Conforme afirmado no projeto de lei, os trabalhadores com problemas de saúde mental só estão protegidos da discriminação se consultarem e forem tratados por um psiquiatra.
Mas o Sr. Chua salientou que os trabalhadores podem não estar dispostos a procurar ajuda devido ao estigma e, em vez disso, sofrer em silêncio.
Yong instou o governo a expandir a definição de condições de saúde mental protegidas para além do ambiente clínico de consulta com um psiquiatra, o que beneficiaria os trabalhadores com problemas de saúde mental mais ligeiros.
“Poderia o governo reconhecer profissionais de saúde aliados no espaço da saúde mental, como parte do nosso esforço para proteger melhor os trabalhadores da discriminação na saúde mental?”
Ele também buscou esclarecimentos sobre como o Ministério do Trabalho policiaria os chefes que determinam que os funcionários atuais e futuros declarem problemas de saúde mental, mesmo quando não há requisitos genuínos de trabalho ou boas razões para fazê-lo.
Sra. (Jalan Besar GRC) e o senhor Keith Chua pretendiam uma definição e um âmbito de aplicação mais claros o condições que se enquadram na deficiência.
Por exemplo, o Sr. Chua queria um esclarecimento sobre se o transtorno de déficit de atenção e hiperatividade (TDAH) se enquadraria em uma das quatro categorias de deficiência ou condições de saúde mental.

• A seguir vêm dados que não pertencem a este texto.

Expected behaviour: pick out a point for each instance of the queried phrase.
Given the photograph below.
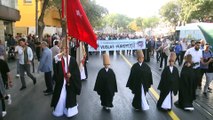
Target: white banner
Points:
(124, 44)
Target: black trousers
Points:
(163, 57)
(48, 81)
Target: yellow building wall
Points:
(52, 17)
(27, 11)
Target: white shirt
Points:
(107, 69)
(21, 54)
(196, 56)
(171, 68)
(184, 46)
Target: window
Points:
(27, 1)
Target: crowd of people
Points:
(63, 71)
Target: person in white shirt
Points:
(196, 58)
(184, 48)
(25, 58)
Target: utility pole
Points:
(36, 18)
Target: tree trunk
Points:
(41, 20)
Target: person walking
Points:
(67, 84)
(25, 58)
(168, 84)
(139, 82)
(45, 66)
(105, 84)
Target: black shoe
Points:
(45, 91)
(34, 81)
(48, 93)
(22, 88)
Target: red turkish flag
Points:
(78, 24)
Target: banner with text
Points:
(124, 44)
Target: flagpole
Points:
(65, 20)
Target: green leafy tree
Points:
(117, 21)
(170, 12)
(204, 12)
(150, 22)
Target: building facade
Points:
(27, 23)
(8, 16)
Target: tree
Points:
(117, 21)
(204, 12)
(136, 24)
(150, 22)
(187, 10)
(171, 12)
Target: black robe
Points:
(106, 86)
(139, 75)
(73, 89)
(169, 82)
(186, 92)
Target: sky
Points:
(133, 8)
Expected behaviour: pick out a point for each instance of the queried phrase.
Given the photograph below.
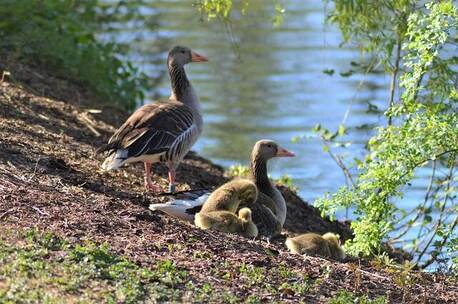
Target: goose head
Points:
(181, 55)
(267, 149)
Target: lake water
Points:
(267, 83)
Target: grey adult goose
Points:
(163, 131)
(269, 211)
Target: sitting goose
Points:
(226, 197)
(269, 210)
(163, 131)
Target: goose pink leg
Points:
(171, 177)
(148, 182)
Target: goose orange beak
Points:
(281, 152)
(198, 58)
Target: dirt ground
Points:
(50, 178)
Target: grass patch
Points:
(43, 268)
(60, 36)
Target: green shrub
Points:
(60, 36)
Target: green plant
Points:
(412, 42)
(61, 36)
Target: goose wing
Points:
(152, 129)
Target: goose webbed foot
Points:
(149, 185)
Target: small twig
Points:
(89, 123)
(34, 170)
(6, 213)
(39, 211)
(438, 224)
(184, 191)
(394, 77)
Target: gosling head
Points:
(181, 55)
(334, 242)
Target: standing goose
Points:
(269, 210)
(163, 131)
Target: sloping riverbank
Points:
(51, 181)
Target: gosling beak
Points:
(281, 152)
(198, 58)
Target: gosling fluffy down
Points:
(228, 222)
(327, 245)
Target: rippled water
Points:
(263, 82)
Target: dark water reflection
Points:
(263, 82)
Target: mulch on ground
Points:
(50, 178)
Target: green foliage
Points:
(223, 8)
(47, 269)
(425, 129)
(344, 297)
(60, 36)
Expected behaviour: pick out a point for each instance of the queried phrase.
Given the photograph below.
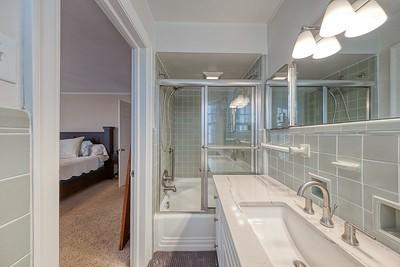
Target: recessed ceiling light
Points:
(212, 75)
(305, 45)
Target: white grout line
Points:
(15, 133)
(15, 220)
(14, 128)
(362, 180)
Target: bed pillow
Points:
(86, 148)
(69, 148)
(99, 150)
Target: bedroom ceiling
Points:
(192, 65)
(214, 11)
(94, 56)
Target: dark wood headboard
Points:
(106, 138)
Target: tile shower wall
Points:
(187, 132)
(375, 145)
(15, 189)
(355, 98)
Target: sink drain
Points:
(298, 263)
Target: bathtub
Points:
(187, 196)
(180, 225)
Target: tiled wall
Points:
(375, 145)
(15, 189)
(187, 132)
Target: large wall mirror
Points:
(360, 82)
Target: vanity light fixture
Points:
(317, 47)
(326, 47)
(368, 17)
(337, 17)
(305, 44)
(215, 75)
(240, 101)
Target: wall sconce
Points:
(340, 16)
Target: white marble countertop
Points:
(234, 189)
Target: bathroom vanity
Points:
(261, 222)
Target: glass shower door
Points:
(229, 134)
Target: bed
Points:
(77, 174)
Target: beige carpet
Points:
(90, 226)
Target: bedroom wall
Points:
(93, 111)
(11, 25)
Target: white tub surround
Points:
(184, 232)
(233, 190)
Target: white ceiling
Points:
(192, 65)
(213, 11)
(311, 69)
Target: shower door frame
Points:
(256, 89)
(324, 85)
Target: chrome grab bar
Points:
(231, 147)
(165, 175)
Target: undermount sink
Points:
(290, 240)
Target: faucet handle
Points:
(333, 210)
(308, 206)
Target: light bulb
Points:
(337, 18)
(305, 45)
(369, 16)
(327, 47)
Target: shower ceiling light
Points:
(326, 47)
(305, 45)
(279, 78)
(239, 102)
(369, 16)
(337, 18)
(212, 75)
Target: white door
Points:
(124, 139)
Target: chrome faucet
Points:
(349, 235)
(327, 214)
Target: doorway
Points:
(124, 139)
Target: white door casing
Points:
(124, 139)
(395, 80)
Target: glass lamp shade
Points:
(369, 16)
(305, 45)
(337, 18)
(326, 47)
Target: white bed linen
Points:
(79, 165)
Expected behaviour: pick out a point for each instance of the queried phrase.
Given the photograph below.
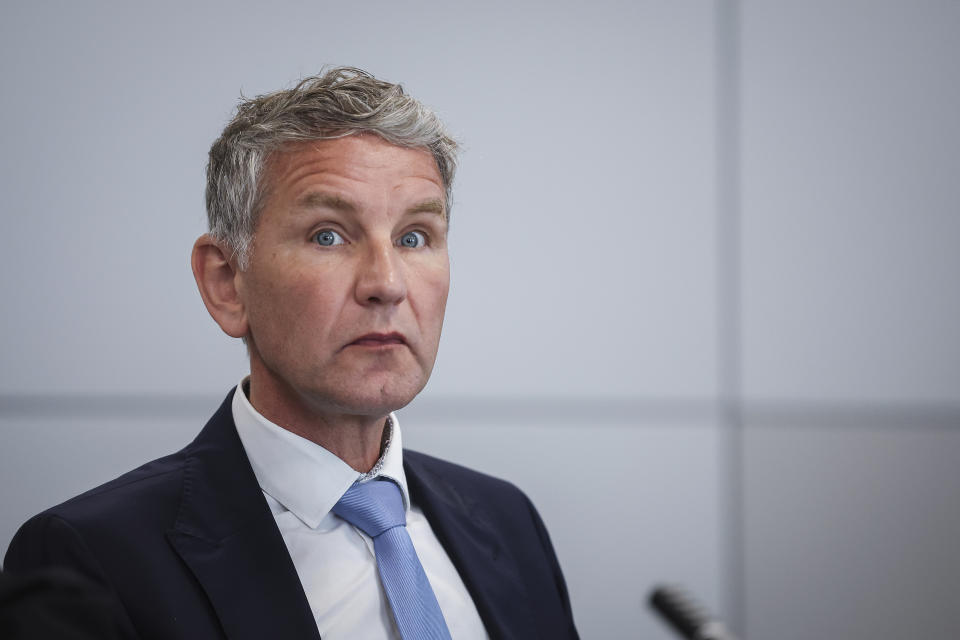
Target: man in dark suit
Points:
(296, 513)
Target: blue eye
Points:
(413, 240)
(328, 238)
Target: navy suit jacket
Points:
(190, 548)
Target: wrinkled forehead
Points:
(356, 150)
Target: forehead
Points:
(355, 161)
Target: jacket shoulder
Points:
(463, 478)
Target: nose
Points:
(380, 277)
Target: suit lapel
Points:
(227, 536)
(475, 547)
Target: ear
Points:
(216, 278)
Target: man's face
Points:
(347, 285)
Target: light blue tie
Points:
(376, 508)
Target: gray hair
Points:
(340, 102)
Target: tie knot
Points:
(373, 507)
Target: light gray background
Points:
(705, 256)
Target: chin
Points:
(377, 399)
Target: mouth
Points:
(379, 340)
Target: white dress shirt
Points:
(302, 482)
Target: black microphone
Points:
(686, 616)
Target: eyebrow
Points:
(327, 201)
(331, 201)
(434, 205)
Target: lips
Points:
(379, 340)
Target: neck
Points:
(355, 439)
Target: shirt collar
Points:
(301, 475)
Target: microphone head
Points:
(691, 620)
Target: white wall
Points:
(664, 209)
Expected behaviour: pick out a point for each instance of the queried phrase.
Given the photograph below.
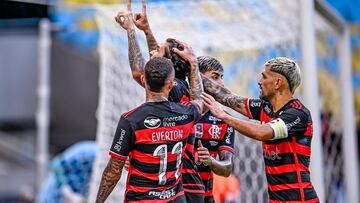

“A atual definição de deficiência do projeto de lei é muito restrita, abrangendo apenas autismo, deficiência intelectual, deficiência física e deficiência sensorial”, disse a Sra. Phua.
Ela acrescentou que isso exclui trabalhadores com dificuldades de aprendizagem, como dislexia e TDAH, e condições como paralisia cerebral e esclerose múltipla.
O segundo projeto de lei, que será apresentado separadamente em 2025, tratará mais especificamente de como podem ser feitas reclamações trabalhistas privadas por discriminação no local de trabalho.
“Levaremos algum tempo para trabalhar nos detalhes, que são complexos e novos, sobre como essas reivindicações são julgadas”, disse o Dr. Tan, acrescentando que a adjudicação deve ser o último recurso.
Ele disse que para os casos que não podem ser resolvidos através do processo de tratamento de reclamações das empresas, a mediação entre patrões e trabalhadores ocorreria antes de uma reclamação de discriminação no local de trabalho prosseguir.
Se aprovados, ambos os projetos de lei deverão entrar em vigor simultaneamente em 2026 ou 2027.